Comparing Long-Term Rates of Midurethral Sling Procedures

In this study, researchers evaluated 1,881 patients who underwent either retropubic or transobturator midurethral sling procedures. They subsequently matched covariates to compare 570 retropubic slings with 317 transobturator slings. Over a median follow-up of 11.1 years, a clear clinical difference emerged between the two approaches. Specifically, transobturator slings showed a significantly higher risk of treatment failure than retropubic slings. Indeed, the reoperation rate for recurrent stress urinary incontinence reached 8.8% in the transobturator group. In contrast, only 4.4% of patients in the retropubic group required a second operation. Therefore, the transobturator approach carried more than double the risk of surgical recurrence.
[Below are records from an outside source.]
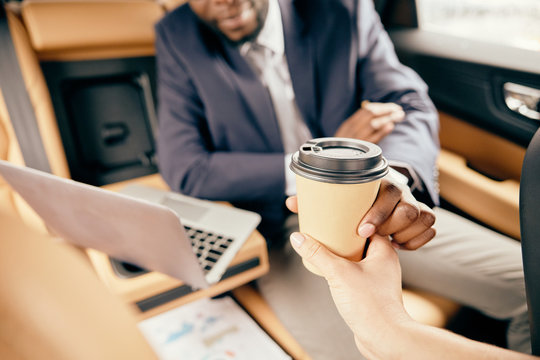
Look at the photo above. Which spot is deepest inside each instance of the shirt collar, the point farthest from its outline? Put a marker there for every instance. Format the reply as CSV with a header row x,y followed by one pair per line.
x,y
271,35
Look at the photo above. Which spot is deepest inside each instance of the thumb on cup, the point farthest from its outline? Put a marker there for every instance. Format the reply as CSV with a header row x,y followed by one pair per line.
x,y
313,252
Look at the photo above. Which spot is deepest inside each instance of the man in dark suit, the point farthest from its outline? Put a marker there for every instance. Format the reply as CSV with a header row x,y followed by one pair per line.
x,y
242,83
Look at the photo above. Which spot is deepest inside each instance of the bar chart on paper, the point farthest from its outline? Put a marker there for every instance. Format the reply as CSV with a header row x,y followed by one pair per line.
x,y
209,330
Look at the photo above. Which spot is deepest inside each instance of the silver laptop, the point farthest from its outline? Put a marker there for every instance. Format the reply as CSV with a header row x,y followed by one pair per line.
x,y
146,233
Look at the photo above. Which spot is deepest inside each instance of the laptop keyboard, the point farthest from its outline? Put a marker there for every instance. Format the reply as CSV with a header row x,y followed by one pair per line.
x,y
207,246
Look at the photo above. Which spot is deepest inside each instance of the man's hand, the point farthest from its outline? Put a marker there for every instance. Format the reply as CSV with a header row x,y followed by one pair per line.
x,y
372,122
394,213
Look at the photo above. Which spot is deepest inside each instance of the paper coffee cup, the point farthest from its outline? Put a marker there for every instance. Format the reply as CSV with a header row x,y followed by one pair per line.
x,y
337,181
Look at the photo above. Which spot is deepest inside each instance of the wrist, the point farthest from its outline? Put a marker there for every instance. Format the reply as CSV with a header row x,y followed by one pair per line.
x,y
372,336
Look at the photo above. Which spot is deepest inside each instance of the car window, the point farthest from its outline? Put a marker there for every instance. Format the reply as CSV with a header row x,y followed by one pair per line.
x,y
506,22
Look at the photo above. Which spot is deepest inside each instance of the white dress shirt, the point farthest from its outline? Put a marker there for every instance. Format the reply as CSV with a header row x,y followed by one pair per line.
x,y
266,54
Complications and Clinical Implications for Practice

While efficacy outcomes favored the retropubic route, safety profiles require careful consideration. Specifically, surgeons must balance the risk of recurrent incontinence against potential post-operative complications. Fortunately, the extended follow-up did not reveal any unexpected long-term safety signals for either device. However, the higher recurrence rate with the transobturator technique suggests that retropubic slings may offer superior long-term reliability. Clinicians should discuss these decade-long outcomes during patient counseling. Consequently, these findings will help Indian urogynecologists tailor their surgical recommendations to optimize patient satisfaction.
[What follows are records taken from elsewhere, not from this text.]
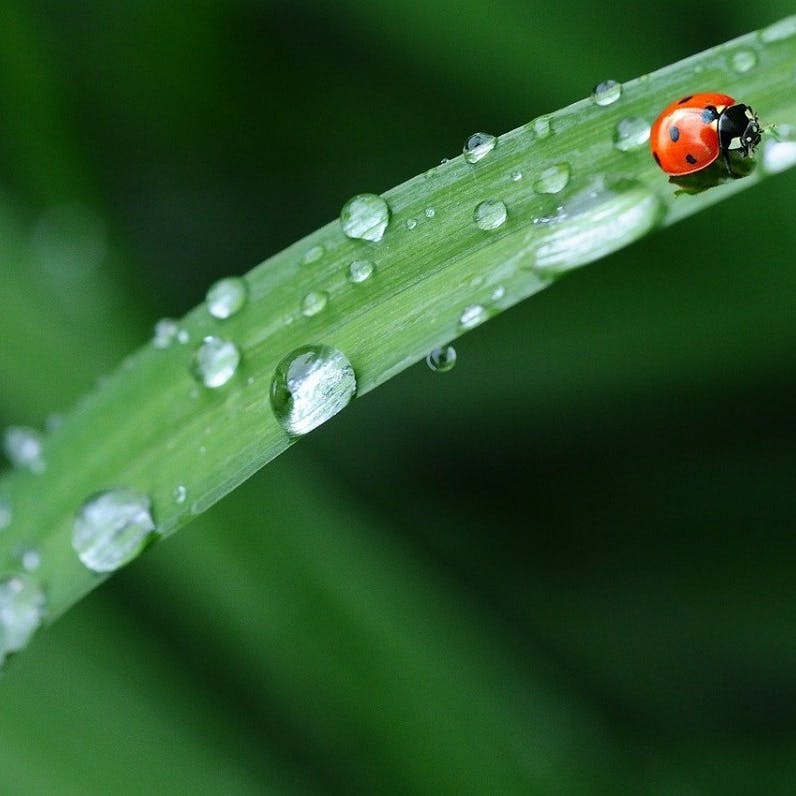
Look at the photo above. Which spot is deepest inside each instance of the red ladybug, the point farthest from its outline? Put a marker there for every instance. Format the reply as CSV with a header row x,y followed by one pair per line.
x,y
693,131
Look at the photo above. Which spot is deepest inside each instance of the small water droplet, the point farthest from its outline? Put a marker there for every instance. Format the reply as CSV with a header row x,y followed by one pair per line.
x,y
783,29
490,214
472,316
365,217
311,385
553,179
313,255
607,92
112,528
215,362
24,448
226,297
359,271
478,146
744,60
22,606
313,303
631,133
442,359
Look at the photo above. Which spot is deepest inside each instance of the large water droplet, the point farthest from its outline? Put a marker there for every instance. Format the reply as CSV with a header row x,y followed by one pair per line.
x,y
226,297
607,92
111,528
478,146
24,448
631,133
490,214
553,179
310,385
442,359
22,607
365,217
215,361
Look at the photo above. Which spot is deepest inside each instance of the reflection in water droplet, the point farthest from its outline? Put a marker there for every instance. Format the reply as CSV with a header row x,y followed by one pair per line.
x,y
111,528
607,92
24,448
478,146
553,179
490,214
215,362
359,271
442,359
311,385
226,297
22,607
365,217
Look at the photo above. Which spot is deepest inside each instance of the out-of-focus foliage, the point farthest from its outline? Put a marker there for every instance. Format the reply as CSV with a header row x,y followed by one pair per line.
x,y
564,567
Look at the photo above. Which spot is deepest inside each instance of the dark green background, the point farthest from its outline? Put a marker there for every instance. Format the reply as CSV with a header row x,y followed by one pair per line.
x,y
565,567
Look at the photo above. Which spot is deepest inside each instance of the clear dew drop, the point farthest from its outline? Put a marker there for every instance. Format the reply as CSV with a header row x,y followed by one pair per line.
x,y
24,448
365,217
478,146
631,134
553,179
607,92
472,316
490,214
226,297
314,302
442,359
311,385
22,606
111,528
215,362
360,271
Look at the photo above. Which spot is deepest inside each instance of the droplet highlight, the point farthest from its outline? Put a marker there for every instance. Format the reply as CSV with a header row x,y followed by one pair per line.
x,y
215,362
311,385
365,217
111,528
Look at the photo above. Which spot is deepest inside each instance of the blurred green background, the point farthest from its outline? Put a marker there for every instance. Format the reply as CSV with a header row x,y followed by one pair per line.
x,y
566,567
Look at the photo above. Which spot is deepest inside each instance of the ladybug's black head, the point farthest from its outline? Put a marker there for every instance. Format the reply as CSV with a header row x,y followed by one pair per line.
x,y
739,129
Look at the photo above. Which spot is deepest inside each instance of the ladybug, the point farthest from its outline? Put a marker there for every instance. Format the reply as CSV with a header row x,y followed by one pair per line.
x,y
693,131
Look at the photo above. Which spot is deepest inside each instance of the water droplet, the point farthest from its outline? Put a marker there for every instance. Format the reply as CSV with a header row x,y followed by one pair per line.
x,y
595,223
779,153
215,362
313,302
359,271
541,127
112,528
744,60
365,217
490,214
783,29
472,316
226,297
22,607
442,359
631,133
24,448
311,385
313,255
607,92
553,179
478,146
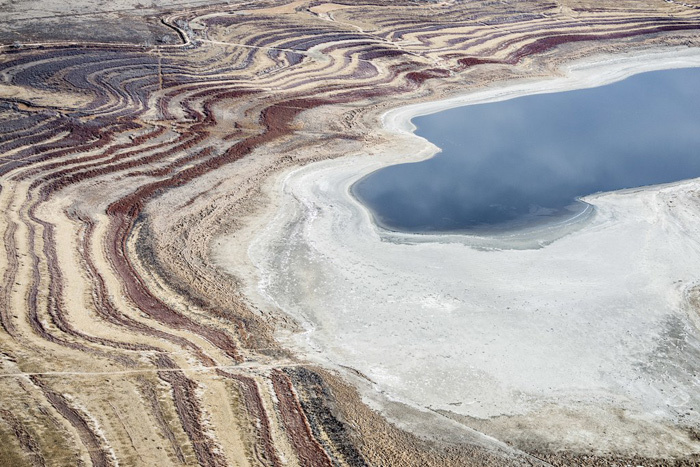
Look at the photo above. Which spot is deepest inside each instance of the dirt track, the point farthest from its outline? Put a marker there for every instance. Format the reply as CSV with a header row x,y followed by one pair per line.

Frequently Asked Questions

Q1: Which sling procedure shows a higher long-term risk of reoperation for recurrent stress urinary incontinence?

The transobturator sling procedure shows a significantly higher long-term risk of reoperation. Specifically, the reoperation rate reached 8.8% for transobturator slings, whereas only 4.4% of patients with retropubic slings required a second surgery.

Q2: What was the median follow-up period for patients in this study?

The median follow-up period for the entire cohort was 11.1 years. Therefore, this study provides crucial, decade-long data on sling durability.

References

  1. Trad ATA et al. Long-Term Outcomes After Retropubic and Transobturator Sling Procedures: Reoperation for Recurrent Stress Urinary Incontinence. BJOG. 2026 Jul 02. doi: 10.1111/1471-0528.70295. PMID: 42392760.
  2. Ford AA et al. Mid-urethral sling operations for stress urinary incontinence in women. Cochrane Database of Systematic Reviews. 2017;7:CD006375. doi: 10.1002/14651858.CD006375.pub4.
  3. Albo ME et al. Treatment success of retropubic and transobturator mid urethral slings at 24 months. J Urol. 2012;188:2281-2287. doi: 10.1016/j.juro.2012.07.103.